The authors help with the migration docs for people coming from v2.x.x versions to the
v3 releases. There is also a catch_all.hpp header file, which is an explicit way to migrate and test Catch2 features. However, note that this file is very big, so it will cause significant compile time degradation.
For those who like simple header-only architecture and basic features, there’s doctest, which is a re-implementation of Catch2 (v2) but with improved performance and a couple of other convenience features.
Among other notable improvements, Catch2 now uses C++14 as the minimum supported language version.
Clang Power Tools update
Clang Power Tools is a free extension for Visual Studio that brings Clang tools (clang++, clang-tidy and clang-format) to the users. Among the two big changes delivered in the recent releases are:
- Migration to LLVM 14.0. This includes several fixes specific to Windows C++ development, like support for on-demand initialization of TLS variables, improved code generation for ARM, and several compatibility changes.
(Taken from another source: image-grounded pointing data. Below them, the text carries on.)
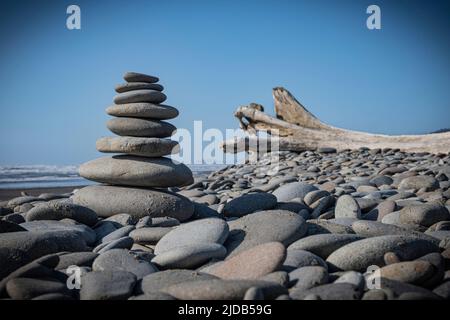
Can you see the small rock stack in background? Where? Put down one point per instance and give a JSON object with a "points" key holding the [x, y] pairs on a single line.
{"points": [[142, 142]]}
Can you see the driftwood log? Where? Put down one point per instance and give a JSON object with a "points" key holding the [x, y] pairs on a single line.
{"points": [[296, 129]]}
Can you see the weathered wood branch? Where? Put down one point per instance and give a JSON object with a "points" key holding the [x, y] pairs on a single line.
{"points": [[296, 129]]}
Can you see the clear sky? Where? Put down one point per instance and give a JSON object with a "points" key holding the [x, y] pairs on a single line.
{"points": [[213, 56]]}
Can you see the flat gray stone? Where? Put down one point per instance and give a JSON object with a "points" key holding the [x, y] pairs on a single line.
{"points": [[249, 203], [137, 171], [293, 190], [189, 256], [122, 260], [140, 96], [202, 231], [62, 210], [359, 255], [109, 200], [107, 285], [146, 147], [143, 110], [135, 127], [139, 77], [264, 226], [324, 244], [130, 86]]}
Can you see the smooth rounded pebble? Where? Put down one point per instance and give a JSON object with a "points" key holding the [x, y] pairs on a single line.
{"points": [[122, 260], [252, 263], [137, 171], [142, 95], [139, 77], [324, 244], [130, 86], [293, 190], [143, 110], [108, 200], [107, 285], [202, 231], [135, 127], [62, 210], [189, 256], [264, 226], [249, 203], [359, 255], [146, 147]]}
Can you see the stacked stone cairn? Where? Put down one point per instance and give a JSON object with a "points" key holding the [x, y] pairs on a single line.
{"points": [[130, 178]]}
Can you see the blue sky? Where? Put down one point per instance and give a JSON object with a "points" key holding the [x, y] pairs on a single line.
{"points": [[213, 56]]}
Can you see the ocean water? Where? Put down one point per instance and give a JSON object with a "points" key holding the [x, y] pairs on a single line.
{"points": [[49, 176]]}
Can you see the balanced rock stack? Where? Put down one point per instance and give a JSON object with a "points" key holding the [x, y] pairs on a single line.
{"points": [[142, 141]]}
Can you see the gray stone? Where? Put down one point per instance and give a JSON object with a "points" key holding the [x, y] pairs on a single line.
{"points": [[139, 77], [146, 147], [107, 285], [264, 226], [121, 260], [347, 207], [20, 248], [202, 231], [143, 95], [136, 127], [62, 210], [293, 190], [249, 203], [108, 200], [189, 256], [137, 171], [308, 277], [143, 110], [324, 244], [130, 86], [359, 255]]}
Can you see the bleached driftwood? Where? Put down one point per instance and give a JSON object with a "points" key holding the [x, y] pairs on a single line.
{"points": [[296, 129]]}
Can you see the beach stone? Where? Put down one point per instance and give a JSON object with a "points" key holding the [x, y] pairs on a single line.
{"points": [[20, 248], [252, 263], [6, 226], [202, 231], [108, 200], [424, 214], [62, 210], [249, 203], [27, 288], [300, 258], [149, 235], [146, 147], [332, 291], [217, 289], [190, 256], [80, 259], [107, 285], [142, 95], [347, 207], [135, 127], [359, 255], [130, 86], [264, 226], [414, 272], [121, 260], [324, 244], [293, 190], [308, 277], [419, 182], [143, 110], [159, 281], [139, 77], [137, 171]]}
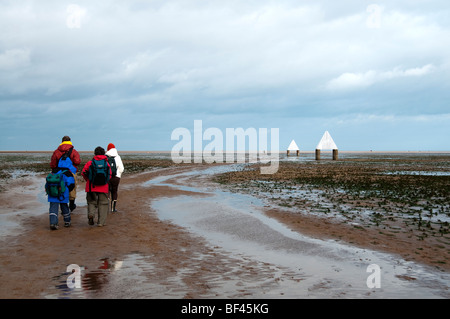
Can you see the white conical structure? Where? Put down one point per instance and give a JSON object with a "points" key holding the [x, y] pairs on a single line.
{"points": [[326, 143], [293, 146]]}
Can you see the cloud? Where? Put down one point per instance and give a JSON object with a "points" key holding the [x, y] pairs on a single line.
{"points": [[75, 15], [14, 59], [351, 81], [237, 63]]}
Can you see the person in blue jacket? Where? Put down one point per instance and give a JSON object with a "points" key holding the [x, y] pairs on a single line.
{"points": [[61, 200]]}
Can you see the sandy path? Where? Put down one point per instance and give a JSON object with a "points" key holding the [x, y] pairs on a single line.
{"points": [[158, 259], [33, 262]]}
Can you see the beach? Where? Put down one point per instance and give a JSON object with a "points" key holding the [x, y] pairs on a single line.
{"points": [[226, 231]]}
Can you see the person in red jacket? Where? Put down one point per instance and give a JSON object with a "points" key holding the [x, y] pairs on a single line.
{"points": [[63, 148], [97, 187]]}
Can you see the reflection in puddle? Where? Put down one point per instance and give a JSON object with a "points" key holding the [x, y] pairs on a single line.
{"points": [[111, 275]]}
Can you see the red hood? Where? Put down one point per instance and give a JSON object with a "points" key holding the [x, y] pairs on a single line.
{"points": [[64, 148], [100, 157]]}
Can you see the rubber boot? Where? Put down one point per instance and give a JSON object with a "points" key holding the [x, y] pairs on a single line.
{"points": [[72, 205]]}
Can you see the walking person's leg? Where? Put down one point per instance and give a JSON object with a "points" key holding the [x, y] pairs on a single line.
{"points": [[114, 187], [73, 194], [103, 203], [53, 215], [65, 211]]}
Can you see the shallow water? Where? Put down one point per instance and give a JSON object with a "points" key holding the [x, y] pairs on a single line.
{"points": [[326, 269]]}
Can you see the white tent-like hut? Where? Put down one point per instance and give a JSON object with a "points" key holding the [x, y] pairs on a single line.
{"points": [[293, 147], [326, 143]]}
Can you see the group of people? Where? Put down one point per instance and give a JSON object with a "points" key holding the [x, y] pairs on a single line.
{"points": [[102, 175]]}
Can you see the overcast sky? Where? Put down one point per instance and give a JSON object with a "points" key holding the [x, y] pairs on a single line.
{"points": [[374, 74]]}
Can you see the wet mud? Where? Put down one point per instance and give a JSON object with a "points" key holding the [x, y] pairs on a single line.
{"points": [[178, 234]]}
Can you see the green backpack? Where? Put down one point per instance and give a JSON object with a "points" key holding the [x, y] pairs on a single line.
{"points": [[55, 185]]}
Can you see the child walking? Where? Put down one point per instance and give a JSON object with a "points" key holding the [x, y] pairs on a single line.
{"points": [[97, 173], [58, 185]]}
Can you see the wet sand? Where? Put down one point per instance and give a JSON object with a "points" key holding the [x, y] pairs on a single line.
{"points": [[172, 261]]}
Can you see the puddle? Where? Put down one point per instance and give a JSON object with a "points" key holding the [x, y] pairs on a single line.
{"points": [[119, 279], [423, 173], [327, 269]]}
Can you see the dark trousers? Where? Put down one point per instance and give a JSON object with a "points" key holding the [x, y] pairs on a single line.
{"points": [[114, 187], [53, 212]]}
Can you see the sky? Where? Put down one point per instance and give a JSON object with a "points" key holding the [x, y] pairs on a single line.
{"points": [[375, 74]]}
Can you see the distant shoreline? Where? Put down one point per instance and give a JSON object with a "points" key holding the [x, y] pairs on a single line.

- Generating HTML, Markdown, and YAML documentation based on source code and comments.
And finally, why are you a C/C++ developer?
For our And finally section, we took this discussion from Reddit. Think about your answer before diving into the thread. What is there in C and/or C++ that seems important to you?
While the variety of answers in the thread is great, there are also quite a few things about it that aren’t so surprising. For instance, the thread is full of embedded and game developers. And a career (or simply an interest) in either of those areas is something that always pushes people toward C++.
The language-related set of reasons include, of course, the performance of C++ apps, powerful abstractions, the standardization aspect, the multi-paradigm aspect, and cross-platform portability. The fact that C++ is just one step above Assembly also attracts many developers to the language.
Some respondents said they found the C++ community to be mature, which I think is a really cool answer. Others pointed out that there is always a demand for C++ developers on the market.
I’ll wrap this up with my personal list of favorites from the Reddit thread:
- “I can only assume it’s penance for something terrible I did in a past life.”
- “I ❤️ segfault.”
- “I thought that I would be superior by using a language with pointers.”